Hulin Alexia, Hego Alexandre, Lancellotti Patrizio, Oury Cécile
GIGA Cardiovascular Sciences, Laboratory of Thrombosis and Hemostasis and Valvular Heart Disease, University of Liège, CHU Sart Tilman, Liège, Belgium.
GIGA Cardiovascular Sciences, Department of Cardiology, University of Liège Hospital, Heart Valve Clinic, CHU Sart Tilman, Liège, Belgium.

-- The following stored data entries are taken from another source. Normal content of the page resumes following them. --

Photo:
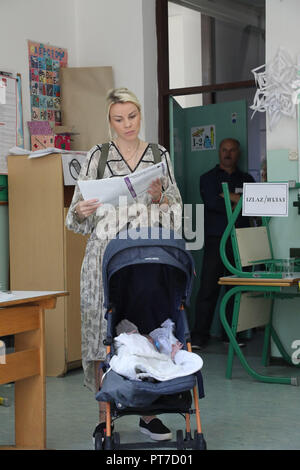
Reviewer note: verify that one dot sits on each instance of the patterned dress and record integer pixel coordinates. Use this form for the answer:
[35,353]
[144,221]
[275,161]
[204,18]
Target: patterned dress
[93,323]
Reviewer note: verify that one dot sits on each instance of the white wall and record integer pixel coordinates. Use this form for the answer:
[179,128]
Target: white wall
[185,58]
[119,33]
[282,28]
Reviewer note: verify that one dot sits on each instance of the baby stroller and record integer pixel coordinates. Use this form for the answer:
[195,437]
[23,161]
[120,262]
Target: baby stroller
[146,281]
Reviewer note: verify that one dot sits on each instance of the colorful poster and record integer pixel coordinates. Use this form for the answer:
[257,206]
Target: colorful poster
[203,138]
[44,64]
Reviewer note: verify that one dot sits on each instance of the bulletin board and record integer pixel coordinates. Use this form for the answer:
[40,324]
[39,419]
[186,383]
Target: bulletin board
[11,116]
[45,63]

Front Cardiovasc Med. 2018 Mar 14;5:21. doi: 10.3389/fcvm.2018.00021. eCollection 2018.
Calcific Aortic Valve Disease (CAVD) is the most common heart valve disease and its incidence is expected to rise with aging population. No medical treatment so far has shown slowing progression of CAVD progression. Surgery remains to this day the only way to treat it. Effective drug therapy can only be achieved through a better insight into the pathogenic mechanisms underlying CAVD. The cellular and molecular events leading to leaflets calcification are complex. Upon endothelium cell damage, oxidized LDLs trigger a proinflammatory response disrupting healthy cross-talk between valve endothelial and interstitial cells. Therefore, valve interstitial cells transform into osteoblasts and mineralize the leaflets. Studies have investigated signaling pathways driving and connecting lipid metabolism, inflammation and osteogenesis. This review draws a summary of the recent advances and discusses their exploitation as promising therapeutic targets to treat CAVD and reduce valve replacement.
钙化性主动脉瓣疾病(CAVD)是最常见的心脏瓣膜疾病,随着人口老龄化,其发病率预计将会上升。迄今为止,尚无药物治疗能够减缓CAVD的进展。直至今日,手术仍是治疗该病的唯一方法。只有通过更深入地了解CAVD潜在的致病机制,才能实现有效的药物治疗。导致瓣叶钙化的细胞和分子事件十分复杂。在内皮细胞受损后,氧化型低密度脂蛋白引发促炎反应,破坏瓣膜内皮细胞与间质细胞之间的健康交互。因此,瓣膜间质细胞转化为成骨细胞并使瓣叶矿化。已有研究对驱动并连接脂质代谢、炎症和成骨作用的信号通路进行了探究。本综述总结了近期的研究进展,并探讨了将其作为治疗CAVD及减少瓣膜置换的潜在治疗靶点加以利用的可能性。